Jump to: navigation, search

<< back to Supermarket Chains section
Previous: Supermarket Chains Climate Change Question 4
Next: Supermarket Chains Ecology Question 2

Question

Is the rate of organic (food) sales to the total (food) turnover at least 1%, or above the country average rate, or does the brand at least report these annual figures?

Dutch version: Ligt de verhouding in omzet van biologische (food) producten en totale (food) omzet boven de 1%, of boven het landelijke gemiddelde, of rapporteert het merk tenminste deze jaarcijfers?

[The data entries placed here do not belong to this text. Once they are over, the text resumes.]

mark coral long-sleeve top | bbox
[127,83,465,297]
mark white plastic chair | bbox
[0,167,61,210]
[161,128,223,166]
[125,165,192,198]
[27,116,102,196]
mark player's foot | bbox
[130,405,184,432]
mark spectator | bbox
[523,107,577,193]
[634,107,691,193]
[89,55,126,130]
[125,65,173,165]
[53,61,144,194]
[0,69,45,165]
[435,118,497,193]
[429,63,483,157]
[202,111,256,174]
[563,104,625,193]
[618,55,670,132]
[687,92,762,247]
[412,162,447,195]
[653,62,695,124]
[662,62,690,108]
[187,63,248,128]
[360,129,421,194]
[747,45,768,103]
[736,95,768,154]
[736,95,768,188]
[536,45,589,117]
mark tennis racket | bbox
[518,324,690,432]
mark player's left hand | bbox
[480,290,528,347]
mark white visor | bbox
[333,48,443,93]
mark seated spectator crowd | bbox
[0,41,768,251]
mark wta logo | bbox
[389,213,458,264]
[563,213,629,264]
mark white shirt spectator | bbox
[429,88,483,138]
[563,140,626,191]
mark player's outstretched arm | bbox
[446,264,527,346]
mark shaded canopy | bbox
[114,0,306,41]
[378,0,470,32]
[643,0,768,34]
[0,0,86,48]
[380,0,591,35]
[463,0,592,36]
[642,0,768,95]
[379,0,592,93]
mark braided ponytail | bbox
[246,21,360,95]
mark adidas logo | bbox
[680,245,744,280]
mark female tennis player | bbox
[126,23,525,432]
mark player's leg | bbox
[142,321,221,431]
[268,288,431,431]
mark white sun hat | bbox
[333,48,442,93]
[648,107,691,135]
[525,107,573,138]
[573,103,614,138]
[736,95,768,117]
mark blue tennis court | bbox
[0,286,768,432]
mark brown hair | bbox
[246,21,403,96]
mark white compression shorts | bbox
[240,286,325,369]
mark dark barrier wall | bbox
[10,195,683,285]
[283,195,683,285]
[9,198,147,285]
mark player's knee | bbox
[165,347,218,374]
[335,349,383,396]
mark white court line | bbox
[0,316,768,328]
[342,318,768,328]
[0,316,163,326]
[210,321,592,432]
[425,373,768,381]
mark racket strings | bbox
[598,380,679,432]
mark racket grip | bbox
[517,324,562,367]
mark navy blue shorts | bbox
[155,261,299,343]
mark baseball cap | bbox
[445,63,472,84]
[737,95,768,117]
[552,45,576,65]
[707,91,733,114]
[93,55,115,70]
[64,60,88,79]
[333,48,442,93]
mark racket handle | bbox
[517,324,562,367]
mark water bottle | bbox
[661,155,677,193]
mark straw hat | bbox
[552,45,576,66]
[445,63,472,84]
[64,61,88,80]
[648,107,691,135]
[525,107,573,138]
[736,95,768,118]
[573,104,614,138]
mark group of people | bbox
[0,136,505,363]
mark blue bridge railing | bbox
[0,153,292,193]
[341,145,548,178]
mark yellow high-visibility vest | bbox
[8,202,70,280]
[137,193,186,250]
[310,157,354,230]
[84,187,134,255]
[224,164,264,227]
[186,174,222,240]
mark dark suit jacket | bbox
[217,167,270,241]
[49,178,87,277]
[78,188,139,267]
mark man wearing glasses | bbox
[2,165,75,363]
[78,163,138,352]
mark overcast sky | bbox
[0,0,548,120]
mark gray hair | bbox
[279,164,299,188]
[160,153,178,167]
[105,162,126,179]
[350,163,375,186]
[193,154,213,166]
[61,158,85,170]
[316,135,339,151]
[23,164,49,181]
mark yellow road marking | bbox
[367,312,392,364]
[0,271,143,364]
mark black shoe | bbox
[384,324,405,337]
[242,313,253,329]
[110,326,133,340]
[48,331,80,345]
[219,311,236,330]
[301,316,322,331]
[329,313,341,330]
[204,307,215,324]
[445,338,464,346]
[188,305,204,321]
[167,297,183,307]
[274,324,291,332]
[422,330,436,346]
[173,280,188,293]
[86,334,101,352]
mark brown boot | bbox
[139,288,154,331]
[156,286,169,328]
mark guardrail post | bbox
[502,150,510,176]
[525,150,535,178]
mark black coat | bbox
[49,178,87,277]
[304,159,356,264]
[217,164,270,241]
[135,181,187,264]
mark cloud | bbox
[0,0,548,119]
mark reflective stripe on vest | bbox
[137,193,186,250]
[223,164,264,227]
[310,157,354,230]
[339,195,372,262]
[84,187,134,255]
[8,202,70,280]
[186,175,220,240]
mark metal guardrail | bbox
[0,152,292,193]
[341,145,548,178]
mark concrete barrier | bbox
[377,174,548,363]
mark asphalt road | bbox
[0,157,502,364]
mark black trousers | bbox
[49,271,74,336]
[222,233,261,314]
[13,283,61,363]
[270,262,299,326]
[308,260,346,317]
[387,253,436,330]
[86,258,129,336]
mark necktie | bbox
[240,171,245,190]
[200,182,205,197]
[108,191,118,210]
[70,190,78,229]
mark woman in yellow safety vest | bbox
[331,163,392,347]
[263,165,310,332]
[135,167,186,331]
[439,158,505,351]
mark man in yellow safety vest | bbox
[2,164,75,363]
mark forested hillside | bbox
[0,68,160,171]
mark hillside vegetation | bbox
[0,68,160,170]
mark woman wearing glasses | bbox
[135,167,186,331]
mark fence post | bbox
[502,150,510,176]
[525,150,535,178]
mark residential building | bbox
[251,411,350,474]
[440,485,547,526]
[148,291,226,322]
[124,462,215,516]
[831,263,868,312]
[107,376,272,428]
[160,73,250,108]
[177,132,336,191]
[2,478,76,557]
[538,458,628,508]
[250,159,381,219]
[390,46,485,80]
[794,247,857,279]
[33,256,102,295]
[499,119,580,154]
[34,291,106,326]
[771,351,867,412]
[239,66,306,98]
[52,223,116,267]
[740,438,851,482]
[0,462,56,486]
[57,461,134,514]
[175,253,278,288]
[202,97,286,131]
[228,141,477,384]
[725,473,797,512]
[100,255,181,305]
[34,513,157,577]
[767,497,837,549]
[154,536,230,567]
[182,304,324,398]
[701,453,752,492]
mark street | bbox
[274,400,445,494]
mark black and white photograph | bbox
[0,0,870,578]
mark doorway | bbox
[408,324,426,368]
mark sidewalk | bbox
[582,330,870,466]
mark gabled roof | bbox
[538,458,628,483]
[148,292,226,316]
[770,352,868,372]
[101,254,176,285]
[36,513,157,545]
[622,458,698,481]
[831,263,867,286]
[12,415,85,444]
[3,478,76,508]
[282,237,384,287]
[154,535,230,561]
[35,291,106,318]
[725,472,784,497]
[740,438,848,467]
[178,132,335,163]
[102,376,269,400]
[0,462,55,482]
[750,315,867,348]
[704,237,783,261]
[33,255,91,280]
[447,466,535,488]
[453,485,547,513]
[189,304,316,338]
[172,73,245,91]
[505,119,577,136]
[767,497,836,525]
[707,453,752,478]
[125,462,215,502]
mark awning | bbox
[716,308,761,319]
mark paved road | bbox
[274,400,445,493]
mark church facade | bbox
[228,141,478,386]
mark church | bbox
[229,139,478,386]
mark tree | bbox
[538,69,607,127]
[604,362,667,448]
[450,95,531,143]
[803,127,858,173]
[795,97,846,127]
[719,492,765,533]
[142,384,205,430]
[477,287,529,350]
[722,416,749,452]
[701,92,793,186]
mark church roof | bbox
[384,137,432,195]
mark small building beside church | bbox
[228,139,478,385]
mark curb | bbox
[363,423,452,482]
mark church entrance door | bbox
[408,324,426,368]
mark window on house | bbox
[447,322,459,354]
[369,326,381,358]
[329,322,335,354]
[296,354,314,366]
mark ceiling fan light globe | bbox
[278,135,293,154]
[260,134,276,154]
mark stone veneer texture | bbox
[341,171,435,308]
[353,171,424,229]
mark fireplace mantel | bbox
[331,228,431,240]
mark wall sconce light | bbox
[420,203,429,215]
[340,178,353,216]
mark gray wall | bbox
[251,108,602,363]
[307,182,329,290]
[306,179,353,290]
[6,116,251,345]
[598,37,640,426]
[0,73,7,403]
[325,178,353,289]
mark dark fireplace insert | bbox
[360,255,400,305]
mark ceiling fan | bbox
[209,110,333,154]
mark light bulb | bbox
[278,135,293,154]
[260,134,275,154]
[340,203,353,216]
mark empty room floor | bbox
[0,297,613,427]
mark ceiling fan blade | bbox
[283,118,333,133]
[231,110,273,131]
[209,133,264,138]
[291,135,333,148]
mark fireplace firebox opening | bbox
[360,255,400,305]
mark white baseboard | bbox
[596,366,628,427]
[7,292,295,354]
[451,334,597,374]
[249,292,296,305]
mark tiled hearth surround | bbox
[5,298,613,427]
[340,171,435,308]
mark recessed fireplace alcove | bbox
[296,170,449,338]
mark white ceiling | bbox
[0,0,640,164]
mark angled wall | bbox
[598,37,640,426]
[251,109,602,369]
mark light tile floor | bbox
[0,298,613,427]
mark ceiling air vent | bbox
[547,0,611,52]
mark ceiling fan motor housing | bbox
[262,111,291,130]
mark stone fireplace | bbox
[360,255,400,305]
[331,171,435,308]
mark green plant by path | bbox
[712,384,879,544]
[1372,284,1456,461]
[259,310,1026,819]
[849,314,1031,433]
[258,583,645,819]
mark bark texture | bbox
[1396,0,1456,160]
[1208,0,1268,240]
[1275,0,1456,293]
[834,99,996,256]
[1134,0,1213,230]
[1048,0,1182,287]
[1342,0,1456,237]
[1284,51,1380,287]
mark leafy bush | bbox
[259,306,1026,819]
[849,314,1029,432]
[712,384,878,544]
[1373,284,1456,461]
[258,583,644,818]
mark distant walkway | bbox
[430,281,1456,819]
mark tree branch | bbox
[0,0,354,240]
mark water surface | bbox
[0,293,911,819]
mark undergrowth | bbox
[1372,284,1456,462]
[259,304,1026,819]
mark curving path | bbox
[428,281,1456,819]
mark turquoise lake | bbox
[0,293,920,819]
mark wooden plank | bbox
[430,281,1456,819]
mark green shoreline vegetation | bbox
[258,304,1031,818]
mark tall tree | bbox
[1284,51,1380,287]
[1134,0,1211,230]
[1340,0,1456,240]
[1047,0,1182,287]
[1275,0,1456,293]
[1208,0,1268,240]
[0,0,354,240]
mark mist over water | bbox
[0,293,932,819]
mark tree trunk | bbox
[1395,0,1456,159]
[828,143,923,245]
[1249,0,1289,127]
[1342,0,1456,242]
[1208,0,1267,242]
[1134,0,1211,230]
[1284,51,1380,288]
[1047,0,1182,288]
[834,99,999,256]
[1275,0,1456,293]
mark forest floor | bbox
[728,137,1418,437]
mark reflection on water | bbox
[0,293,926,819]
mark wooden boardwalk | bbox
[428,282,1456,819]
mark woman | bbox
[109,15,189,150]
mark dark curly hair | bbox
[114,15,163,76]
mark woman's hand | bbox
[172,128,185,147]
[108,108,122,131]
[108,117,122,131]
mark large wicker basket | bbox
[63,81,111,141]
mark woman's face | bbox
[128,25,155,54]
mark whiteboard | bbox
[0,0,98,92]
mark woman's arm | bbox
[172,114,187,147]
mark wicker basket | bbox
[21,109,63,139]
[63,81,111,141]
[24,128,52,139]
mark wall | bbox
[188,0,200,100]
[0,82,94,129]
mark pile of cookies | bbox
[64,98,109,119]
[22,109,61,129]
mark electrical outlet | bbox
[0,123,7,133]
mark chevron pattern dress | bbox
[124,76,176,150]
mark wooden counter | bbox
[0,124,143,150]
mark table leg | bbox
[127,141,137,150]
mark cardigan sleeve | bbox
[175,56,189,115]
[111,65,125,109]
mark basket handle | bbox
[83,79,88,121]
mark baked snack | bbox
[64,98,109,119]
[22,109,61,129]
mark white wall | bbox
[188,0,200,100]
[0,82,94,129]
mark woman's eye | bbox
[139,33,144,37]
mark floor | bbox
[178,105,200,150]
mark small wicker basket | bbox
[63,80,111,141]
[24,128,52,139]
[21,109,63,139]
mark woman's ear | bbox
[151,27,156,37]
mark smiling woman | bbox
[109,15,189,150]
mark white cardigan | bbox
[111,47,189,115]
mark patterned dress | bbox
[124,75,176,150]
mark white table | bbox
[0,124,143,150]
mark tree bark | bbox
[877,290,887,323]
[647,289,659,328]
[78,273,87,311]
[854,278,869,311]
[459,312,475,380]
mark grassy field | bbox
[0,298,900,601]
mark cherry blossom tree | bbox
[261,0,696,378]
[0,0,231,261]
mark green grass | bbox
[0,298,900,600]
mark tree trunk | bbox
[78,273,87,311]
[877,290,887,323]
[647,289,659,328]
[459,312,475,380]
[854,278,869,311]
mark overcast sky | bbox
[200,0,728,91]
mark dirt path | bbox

German version: Ist im Lebensmittelsektor der Marke mindestens 1% (oder mehr als im nationalen Durchschnitt) des Gesamtumsatzes durch den Verkauf umweltzertifizierter Produkte erzielt worden? Oder veröffentlicht das Unternehmen diese Jahreszahlen zumindestens?

References

Organic farming and livestock keeping is in many ways environmental and animal friendlier than conventional farming. Organic farming excludes or strictly limits the use of synthetic fertilizers, chemicals, plant growth regulators such as hormones, livestock antibiotics, food additives, and genetically modified organisms. For this reason, organic products are believed to be healthier for consumers.

In a country like the Netherlands, supermarkets are responsible for the majority of the turnover of organic products. As there are premium prices for organic products, supermarkets are still very hesitantly growing their organic sales, uneasily varying with prices, product ranges, bargains, packaging, marketing strategies and etcetera.

To measure the real performances of supermarkets, the best way is to compare the organic (food) products turnover to the total (food) turnover. This is not a common reporting practice for the Dutch supermarket chains, where in general, CSR reporting with concrete numbers is pretty uncommon. The ‘less bad practice’ is given by Albert Heijn, stating that 60% of the organic products sold in the Netherlands by supermarkets were sold by Albert Heijn. With a market share of approximately 33%, this is clearly above the country average.

Note that for the Netherlands, the marketshare of organic food was 1.7 percent in 2010 [1].

Note that turnover may be defined both in terms of turnover and number of products sold.

Note that supermarket chains may offer a substantial share of non-food products. In that case it is proper to compare the organic food to the total food turnover.